Naquela ocasião, apesar da mobilização de milhares de agentes, nenhuma arma foi apreendida e só 13 pessoas foram presas. Mesmo diante do saldo modesto das duas primeiras mobilizações (na primeira, apenas três pistolas acabaram apreendidas), autoridades resistiam em admitir vazamentos.

Aguiar foi um dos 39 presos nesta segunda em nova operação de militares e policiais no Rio. Desencadeada na madrugada, a ação ocorreu nas comunidades de Jacarezinho, Alemão, Manguinhos, Mandela, Bandeira Dois e Parque Arará, além do Condomínio Morar Carioca, na zona norte. O ministro da Defesa, Raul Jungmann, fez um balanço positivo do trabalho: as equipes apreenderam 310 quilos de drogas, 7 armas e 25 motos. 

Mais uma vez, porém, foram identificados indícios de vazamento. Reportagem da TV Globo afirmou que a Polícia Civil detectou ainda na noite de domingo mensagens em redes sociais antecipando a ação, que mobilizou 5.546 militares, que utilizaram 532 veículos, dos quais 46 blindados. As fontes seriam militares. Na operação desta segunda, não aconteceu apreensão de fuzis, outro sinal de vazamento de informações, pois os criminosos teriam tido tempo de esconder armas. 

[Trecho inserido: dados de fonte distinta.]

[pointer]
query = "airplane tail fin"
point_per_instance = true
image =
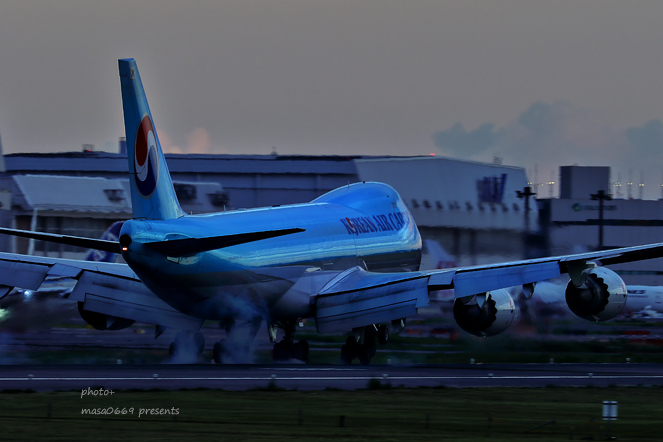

Jungmann, porém, minimizou a importância dos dados vazados pelo militar preso. “Um soldado, por sua posição, não tem informações estratégicas. A capacidade dele de trazer prejuízo é muito limitada. É ruim? É. Mas são mais de 30 mil homens nas quatro operações. Esse vazamento é mínimo.”

Investigações indicaram que o soldado Aguiar teria informado ao traficante foragido da Justiça Marco Antônio Jacinto da Silva, o Biscolé, do Comando Vermelho (CV), o horário da ação e a localização dos policiais. Biscolé seria um dos chefes do tráfico no Complexo do Salgueiro, no município de São Gonçalo, região metropolitana do Rio. O soldado, que entrou para o Exército neste ano, foi detido no Batalhão de Jurujuba, em Niterói, onde serve. 

Uma das comunidades-alvo da operação desta segunda, o Jacarezinho, tem sido cenário de confrontos desde 11 de agosto. Foi quando o policial civil Bruno Guimarães Buhler, de 36 anos, integrante da Coordenadoria de Recursos Especiais (Core), acabou baleado no pescoço. Depois, morreu no Hospital-Geral de Bonsucesso. Ao todo, já são sete mortes e sete feridos desde o primeiro enfrentamento.

O secretário de Segurança, Roberto Sá, destacou nesta segunda que a letalidade violenta, que abarca crimes como homicídios e roubos seguidos de morte, caiu em julho 2,4%, na comparação com o mesmo mês de 2016, “a despeito das dificuldades do Estado”.

Escolas. A operação desta segunda deixou 26.975 alunos sem aulas – um recorde em 2017. Desde o início do ano, segundo a Secretaria Municipal de Educação, 143.474 foram afetados – um em cada cinco estudantes da rede carioca. Dos 122 dias de aulas até agora, em apenas 8 não houve fechamento de unidade em decorrência da violência. Nesta segunda, 41 escolas, 11 creches e 12 Espaços de Desenvolvimento Infantil não abriram.